Monday, December 24, 2007

Cuernavaca

Intimacy, as I understand it, is communicating trust and letting others be themselves. It’s accepting them as they are and being ourselves as we are. Intimacy is something we need but rarely receive or give. Life without intimacy is merely existence.

Today, Sunday, we went to the anthropology museum and walked through an area with expensive hotels, limousines and Cadillac and Hummer dealers. Quiet, orderliness, wealth and aloofness abounded.

The contrast was sharp as compared to our accommodations over the previous three days. We had been staying in a good hotel on an old street in the historic district. It is an area whose grandeur has waned and whose zenith is a part of history. In the evenings the sounds of traffic, drums, music and laughter challenge the volume of the TV. When dark descends the streets are littered. In the mornings the streets and sidewalks have been swept by hand; the litter is gone but the embedded dirt accumulated over years remains.

Tonight we’re in a hotel in Cuernavaca. The reservations were made by a brother of the man my niece is marrying. Our amenities include a clean room, a private bath, a television, one electrical outlet and clean towels given to us at the front desk when we received the door key. The room is about 10 by 10 with a separate bath and a closet.

Amenities do not include a door knob on the closet. It is missing. There is no door knob on the inside of the entrance door and never has been. An old-fashioned deadbolt suffices to open the door. There is no remote for the TV. To change the channel we must use the down button. The up button does not work. The entire bath is tiled and the shower is one end of the room. There is no division for the shower. It is simply a shower head high on the wall, controls for hot and cold water and a drain on the floor. The room has neither heat nor air conditioning, clock nor radio, carpeting nor phone.

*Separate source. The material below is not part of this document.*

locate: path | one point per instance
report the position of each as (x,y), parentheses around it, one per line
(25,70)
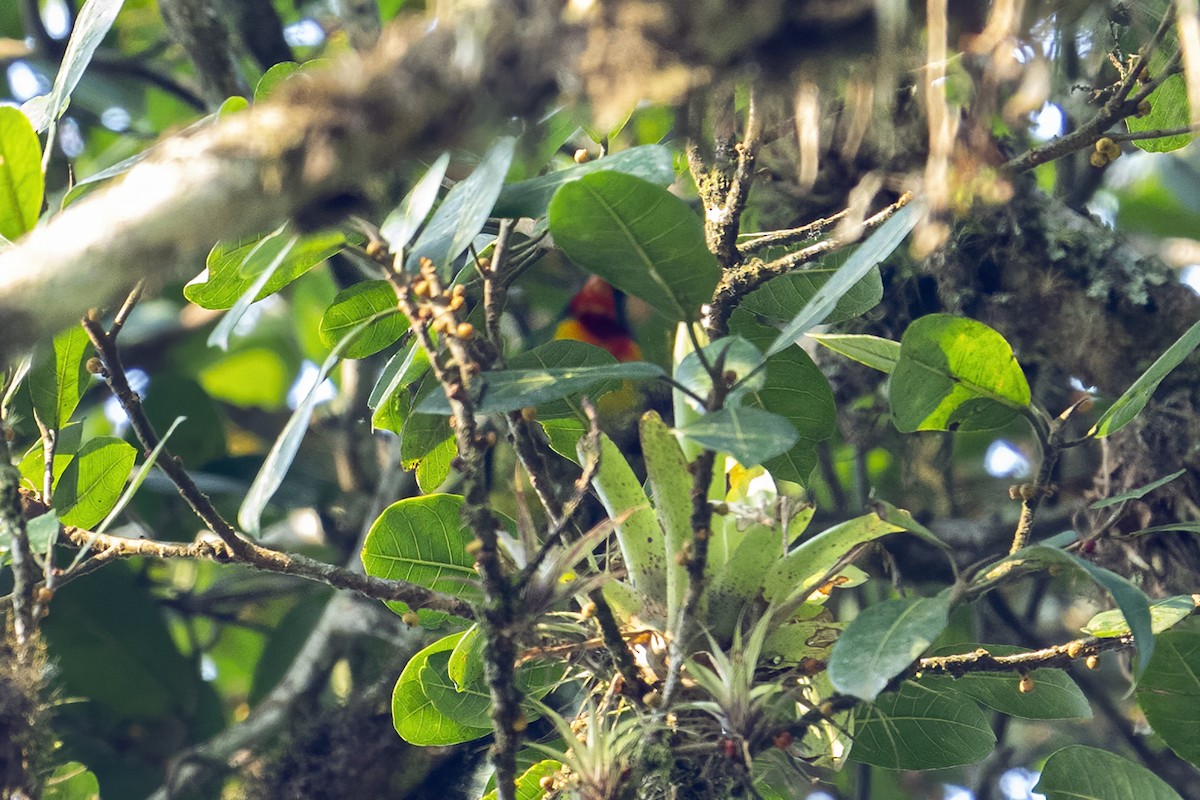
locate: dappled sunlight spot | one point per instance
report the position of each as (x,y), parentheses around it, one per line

I like our room. I like it better than any in Mexico City near the Hummer dealer. I prefer it to the room we had for the last three days. My room gives me an opportunity for intimacy. Through my niece or cousin, both of whom speak Spanish, I can express gratitude to the young man who checked the room, deemed it acceptable and made the reservations. I cannot talk with the family at the front desk but I can smile and say “Thank you. Gracias!”. I can pass people climbing or descending the stairs and each meeting holds the possibility of intimacy – of chipping away at the shell of my more affluent but limited world and peaking into the world of others.

For me a vacation isn’t about the number of stars that rate my lodging. A vacation is about intimate experiences.

Things I’ve learned thus far.

  • Speaking Spanish isn’t necessary. A smile, the word “Gracias”, the ability to point and a willingness to eat whatever was ordered are all that are necessary.
  • When boarding the bus no one checks baggage. Be prepared to put your baggage in the cargo bay yourself.
  • The correct pronunciation of the name Teotihuacan is tay-oh-tee-wah-can. (I had wondered about that for 41 years.)
  • There's not enough time to write about everything and post photos.

What I wish I hadn’t learned:

  • It hurts like hell to walk by a two year old boy sitting on a crowded street next to his young mother who is nursing an infant and extending a hand pleadingly.

3 Comments:

Blogger Tim Hodgens said...

Paul,

Yes, fiber in life and in food and in relationships.

Oh my, the woman and the breast and the child and the hand and never will you forget that moment.

Tim

12/24/2007 02:47:00 PM  
Blogger Buffalo said...

The joy you reflect as you journey through life is a wondrous thing to see.

12/24/2007 10:36:00 PM  
Blogger anonymous julie said...

I find that your first paragraph is one I needed to hear... the last, I hope, is a sight I won't grow cold to. I see it so often.